- Umeboshi maki, eel nigiri and tamagoyaki.
1532 Granville Street
Omakase is a true statement of trust. When you order omakase at a Japanese restaurant, you put yourself in the hands of the chef. You trust them to feed you and to feed you well. At Sushi Shige, it is without a doubt the best way to experience the restaurant.
It's a simple space, mostly a sunny yellow with a few small pieces of art scattered around. There is a bright painting with a couple of fat whole fish plated with lemons that sits by the door to the kitchen, across from Shige's workspace in the centre of the dining room. He quietly works there, surrounded by plates and bowls, shaping the rice, rolling maki and deftly slicing through each delicate fish.
Most of the sashimi is made from saku bricks, fleshy blocks of pinks and oranges and creamy whites. Curls of octopus tentacles and frizzles of seaweed, little tubs of bright roe and piles of shredded radish are constantly at the ready, avocados just waiting their turn to be sliced or arranged. Chances are when you order omakase, depending on the season, you might see a scallop shell or hollowed-out fruit or gourds in the plating, sometimes even a fish head and tail.
An omakase menu showcases more than just flavours, it's a showcase of techniques, textures and even colours. Our meal starts with umeshu, a sweet wine with a slightly zippy tartness made from the green Japanese plum, garnished with a luminescent preserved plum. Then we we're served a salad of bright vegetables and silky curls of organic salmon, topped with a vibrant and earthy ginger dressing and a vividly orange explosion of tobiko or masago, roe from flying fish or capelin.
One plate has fat pearls of ikura—a bright orange-y red salmon roe that, when bitten, pop like tiny briny water balloons—piled around shrimp and eel tail. Sweet earthy miso and teriyaki sauces are swirled on the the plate in pools of creamy and inky browns, and a fiery, black pickle spiked with the puckering citrus notes of yuzu punch up the dish with a deep umami flavour.
Clam soup seems subdued, the broth foggy with miso, but it is filled with dozens of tiny bar clams, each one sweet, buttery and mild, every cracked shell murmuring salty whispers from the Atlantic that sound like echoes from the Sea of Japan. It's sublime in its simplicity.
Airy tempura—plump, nutty oysters, crisp green beans and crinkly waves of nori—gets a pow of vegetal umami when dipped into into powdery green tea salt. It's a nice contrast to the standard sweet, fishy tentsuyu dipping sauce, which itself is given extra heft with shredded daikon and a dollop of ginger.
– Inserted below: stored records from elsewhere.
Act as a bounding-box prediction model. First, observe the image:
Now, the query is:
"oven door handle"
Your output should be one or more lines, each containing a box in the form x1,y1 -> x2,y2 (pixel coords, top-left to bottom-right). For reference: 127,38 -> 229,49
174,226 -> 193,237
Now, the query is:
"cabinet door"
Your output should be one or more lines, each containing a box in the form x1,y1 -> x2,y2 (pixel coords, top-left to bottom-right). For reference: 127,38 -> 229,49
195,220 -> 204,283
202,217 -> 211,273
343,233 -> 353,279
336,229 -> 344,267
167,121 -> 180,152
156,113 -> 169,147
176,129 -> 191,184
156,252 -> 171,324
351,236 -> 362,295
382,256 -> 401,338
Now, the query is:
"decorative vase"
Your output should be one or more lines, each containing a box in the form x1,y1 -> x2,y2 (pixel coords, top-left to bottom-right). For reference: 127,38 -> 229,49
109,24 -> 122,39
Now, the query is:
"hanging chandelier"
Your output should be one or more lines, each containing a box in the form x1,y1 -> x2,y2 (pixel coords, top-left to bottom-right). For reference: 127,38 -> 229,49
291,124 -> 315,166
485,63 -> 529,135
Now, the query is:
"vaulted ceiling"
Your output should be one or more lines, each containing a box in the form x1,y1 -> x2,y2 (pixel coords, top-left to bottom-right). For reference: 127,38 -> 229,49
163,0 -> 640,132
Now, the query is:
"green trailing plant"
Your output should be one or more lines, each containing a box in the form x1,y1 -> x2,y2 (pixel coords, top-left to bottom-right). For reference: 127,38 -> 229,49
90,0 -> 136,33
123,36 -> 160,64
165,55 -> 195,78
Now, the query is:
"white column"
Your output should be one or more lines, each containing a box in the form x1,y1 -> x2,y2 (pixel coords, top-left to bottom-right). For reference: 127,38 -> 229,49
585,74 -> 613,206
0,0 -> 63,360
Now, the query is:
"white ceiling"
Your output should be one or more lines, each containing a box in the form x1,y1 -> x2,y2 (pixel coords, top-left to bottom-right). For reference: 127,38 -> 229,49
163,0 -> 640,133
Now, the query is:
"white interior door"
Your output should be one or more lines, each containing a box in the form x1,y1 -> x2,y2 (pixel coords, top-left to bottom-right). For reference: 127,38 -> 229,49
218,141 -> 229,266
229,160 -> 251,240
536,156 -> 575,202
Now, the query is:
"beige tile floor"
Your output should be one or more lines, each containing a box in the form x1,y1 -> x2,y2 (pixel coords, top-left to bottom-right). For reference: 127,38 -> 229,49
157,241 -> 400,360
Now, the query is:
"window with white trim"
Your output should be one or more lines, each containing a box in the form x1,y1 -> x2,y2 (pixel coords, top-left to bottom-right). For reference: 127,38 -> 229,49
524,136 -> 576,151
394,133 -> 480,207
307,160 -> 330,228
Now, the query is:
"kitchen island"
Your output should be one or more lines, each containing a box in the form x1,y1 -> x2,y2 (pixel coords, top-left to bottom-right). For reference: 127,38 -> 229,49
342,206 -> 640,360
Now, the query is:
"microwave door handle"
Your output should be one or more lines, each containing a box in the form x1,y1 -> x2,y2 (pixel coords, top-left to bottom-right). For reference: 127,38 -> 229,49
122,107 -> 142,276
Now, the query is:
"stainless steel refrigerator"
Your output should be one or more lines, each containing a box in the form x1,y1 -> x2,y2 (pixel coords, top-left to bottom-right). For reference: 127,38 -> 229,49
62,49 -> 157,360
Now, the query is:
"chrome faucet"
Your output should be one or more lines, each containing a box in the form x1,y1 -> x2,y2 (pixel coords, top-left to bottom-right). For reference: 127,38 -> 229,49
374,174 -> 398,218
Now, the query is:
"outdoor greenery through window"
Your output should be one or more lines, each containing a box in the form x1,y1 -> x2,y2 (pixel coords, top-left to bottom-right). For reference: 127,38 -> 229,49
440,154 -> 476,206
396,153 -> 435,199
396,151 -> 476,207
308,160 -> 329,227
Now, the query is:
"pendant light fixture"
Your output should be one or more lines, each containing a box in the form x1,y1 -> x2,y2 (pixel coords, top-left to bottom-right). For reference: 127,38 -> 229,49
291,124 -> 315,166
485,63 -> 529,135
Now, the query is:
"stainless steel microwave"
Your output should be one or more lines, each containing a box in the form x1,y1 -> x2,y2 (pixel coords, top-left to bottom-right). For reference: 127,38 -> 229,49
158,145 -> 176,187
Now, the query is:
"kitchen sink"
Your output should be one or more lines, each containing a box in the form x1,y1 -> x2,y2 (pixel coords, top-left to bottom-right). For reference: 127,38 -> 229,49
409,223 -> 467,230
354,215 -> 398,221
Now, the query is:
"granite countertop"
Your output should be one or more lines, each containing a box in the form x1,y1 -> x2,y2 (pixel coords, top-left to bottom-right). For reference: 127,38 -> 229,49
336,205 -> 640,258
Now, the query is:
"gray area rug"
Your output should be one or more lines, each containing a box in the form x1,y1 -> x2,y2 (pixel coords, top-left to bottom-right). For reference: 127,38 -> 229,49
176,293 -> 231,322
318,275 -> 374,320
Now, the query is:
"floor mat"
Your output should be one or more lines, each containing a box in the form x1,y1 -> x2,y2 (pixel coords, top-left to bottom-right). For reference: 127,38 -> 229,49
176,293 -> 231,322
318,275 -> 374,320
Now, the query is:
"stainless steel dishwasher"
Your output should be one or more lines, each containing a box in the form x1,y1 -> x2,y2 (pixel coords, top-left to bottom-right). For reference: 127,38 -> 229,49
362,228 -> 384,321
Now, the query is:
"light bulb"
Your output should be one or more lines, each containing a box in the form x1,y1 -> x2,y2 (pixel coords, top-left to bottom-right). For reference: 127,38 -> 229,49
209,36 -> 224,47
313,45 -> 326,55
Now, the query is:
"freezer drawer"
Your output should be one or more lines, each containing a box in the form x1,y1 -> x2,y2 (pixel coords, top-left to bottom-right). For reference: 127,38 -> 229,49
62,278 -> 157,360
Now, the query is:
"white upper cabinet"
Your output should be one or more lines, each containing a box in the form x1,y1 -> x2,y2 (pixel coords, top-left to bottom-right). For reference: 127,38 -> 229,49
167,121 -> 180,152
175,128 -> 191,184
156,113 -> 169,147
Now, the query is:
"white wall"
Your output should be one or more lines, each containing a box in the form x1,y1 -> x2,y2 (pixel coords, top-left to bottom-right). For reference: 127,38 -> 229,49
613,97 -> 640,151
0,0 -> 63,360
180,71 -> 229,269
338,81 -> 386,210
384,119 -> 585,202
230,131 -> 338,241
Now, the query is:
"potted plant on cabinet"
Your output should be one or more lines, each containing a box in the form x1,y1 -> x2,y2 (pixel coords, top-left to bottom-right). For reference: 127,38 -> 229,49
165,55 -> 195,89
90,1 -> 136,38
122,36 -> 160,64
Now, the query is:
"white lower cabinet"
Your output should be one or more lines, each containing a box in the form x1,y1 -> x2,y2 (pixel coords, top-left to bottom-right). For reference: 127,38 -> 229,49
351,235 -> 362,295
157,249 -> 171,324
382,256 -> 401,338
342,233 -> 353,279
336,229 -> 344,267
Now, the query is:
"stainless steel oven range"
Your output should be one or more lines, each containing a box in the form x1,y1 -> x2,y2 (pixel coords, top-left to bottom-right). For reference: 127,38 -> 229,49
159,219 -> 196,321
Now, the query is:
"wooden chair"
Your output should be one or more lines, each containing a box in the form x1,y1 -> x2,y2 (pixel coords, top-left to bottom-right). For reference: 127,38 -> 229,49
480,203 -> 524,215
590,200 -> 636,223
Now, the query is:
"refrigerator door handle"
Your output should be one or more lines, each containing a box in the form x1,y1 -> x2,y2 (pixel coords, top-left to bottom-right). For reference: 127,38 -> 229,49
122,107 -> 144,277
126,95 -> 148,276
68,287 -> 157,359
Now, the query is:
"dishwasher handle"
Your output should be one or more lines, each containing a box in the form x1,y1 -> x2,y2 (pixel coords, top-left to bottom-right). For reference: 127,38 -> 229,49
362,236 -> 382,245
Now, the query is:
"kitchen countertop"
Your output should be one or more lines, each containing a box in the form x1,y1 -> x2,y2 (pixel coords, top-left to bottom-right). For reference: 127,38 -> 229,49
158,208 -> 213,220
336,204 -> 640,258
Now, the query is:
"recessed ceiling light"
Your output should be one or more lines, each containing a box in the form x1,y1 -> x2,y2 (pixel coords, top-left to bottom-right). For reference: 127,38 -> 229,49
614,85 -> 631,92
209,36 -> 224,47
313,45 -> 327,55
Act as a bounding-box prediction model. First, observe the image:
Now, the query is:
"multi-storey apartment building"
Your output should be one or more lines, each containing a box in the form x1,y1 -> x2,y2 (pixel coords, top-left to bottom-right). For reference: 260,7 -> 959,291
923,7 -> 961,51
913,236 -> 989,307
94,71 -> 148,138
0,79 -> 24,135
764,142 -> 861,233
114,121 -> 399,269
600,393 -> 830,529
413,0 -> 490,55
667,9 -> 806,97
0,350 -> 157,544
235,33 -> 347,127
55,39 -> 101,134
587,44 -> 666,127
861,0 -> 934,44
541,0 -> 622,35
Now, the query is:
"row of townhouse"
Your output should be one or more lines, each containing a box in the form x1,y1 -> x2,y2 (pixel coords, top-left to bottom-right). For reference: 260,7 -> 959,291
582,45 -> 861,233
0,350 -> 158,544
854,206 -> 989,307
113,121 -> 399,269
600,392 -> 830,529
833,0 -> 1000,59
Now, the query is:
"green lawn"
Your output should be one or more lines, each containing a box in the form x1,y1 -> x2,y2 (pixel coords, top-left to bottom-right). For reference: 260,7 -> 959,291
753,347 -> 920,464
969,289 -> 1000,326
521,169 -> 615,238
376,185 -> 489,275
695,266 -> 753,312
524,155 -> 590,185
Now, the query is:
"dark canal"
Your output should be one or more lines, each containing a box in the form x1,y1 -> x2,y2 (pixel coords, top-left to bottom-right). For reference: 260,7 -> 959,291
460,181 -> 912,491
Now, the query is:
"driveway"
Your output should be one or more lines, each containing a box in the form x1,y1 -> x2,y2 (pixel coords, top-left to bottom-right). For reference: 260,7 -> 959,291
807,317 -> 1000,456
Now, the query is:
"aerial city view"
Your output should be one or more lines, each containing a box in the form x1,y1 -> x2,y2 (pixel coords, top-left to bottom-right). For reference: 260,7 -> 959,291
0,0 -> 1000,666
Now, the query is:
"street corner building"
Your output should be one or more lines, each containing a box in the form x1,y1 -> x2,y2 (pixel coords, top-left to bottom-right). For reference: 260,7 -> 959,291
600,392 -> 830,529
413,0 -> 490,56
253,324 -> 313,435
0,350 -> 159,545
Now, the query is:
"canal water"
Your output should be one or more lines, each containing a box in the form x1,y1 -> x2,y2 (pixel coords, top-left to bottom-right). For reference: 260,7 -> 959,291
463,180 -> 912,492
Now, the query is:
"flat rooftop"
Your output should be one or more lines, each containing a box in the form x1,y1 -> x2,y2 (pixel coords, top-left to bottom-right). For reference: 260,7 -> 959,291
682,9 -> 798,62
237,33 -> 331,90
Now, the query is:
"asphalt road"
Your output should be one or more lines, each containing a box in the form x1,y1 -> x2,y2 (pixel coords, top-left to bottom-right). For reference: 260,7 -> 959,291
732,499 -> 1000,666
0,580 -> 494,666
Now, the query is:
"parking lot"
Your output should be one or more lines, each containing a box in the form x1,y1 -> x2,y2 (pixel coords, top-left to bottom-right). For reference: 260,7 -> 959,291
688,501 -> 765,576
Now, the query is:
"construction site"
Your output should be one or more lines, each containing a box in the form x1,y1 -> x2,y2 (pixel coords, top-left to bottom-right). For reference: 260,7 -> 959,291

The delicate sugary notes in fluffy tamagoyaki, a pillowy rolled omelette, contrast the sticky, luscious sweetness of unagi and anago—freshwater and saltwater eels. And they are both countered with the umeboshi maki's tart pickled plums that ping with slight sourness.
The most beautiful part of the meal, though, is a succulent ama ebi, raw sweet shrimp with head and tail left on, served leaning against an orange, antennae bending back into a couple of chives that shoot upward, popping bright dark green against the sunset pinks and oranges of the beautifully sliced fish within the fruit. Chutoro, rosy slices of tuna and slices of pinky-white sea bream sit atop thick ribbons of wakame seaweed and shredded daikon in the cup of the half-hollowed orange. Slices of raw scallop are tucked between even sunnier slices of lemon that are essentially "cooking" each thin slice in their acid.
The meal is capped with a fruit plate featuring a frozen mango mochi topped with a red bean paste. By the end we are pleasantly full, but still feel light from the experience. Our trust paid off. It always does.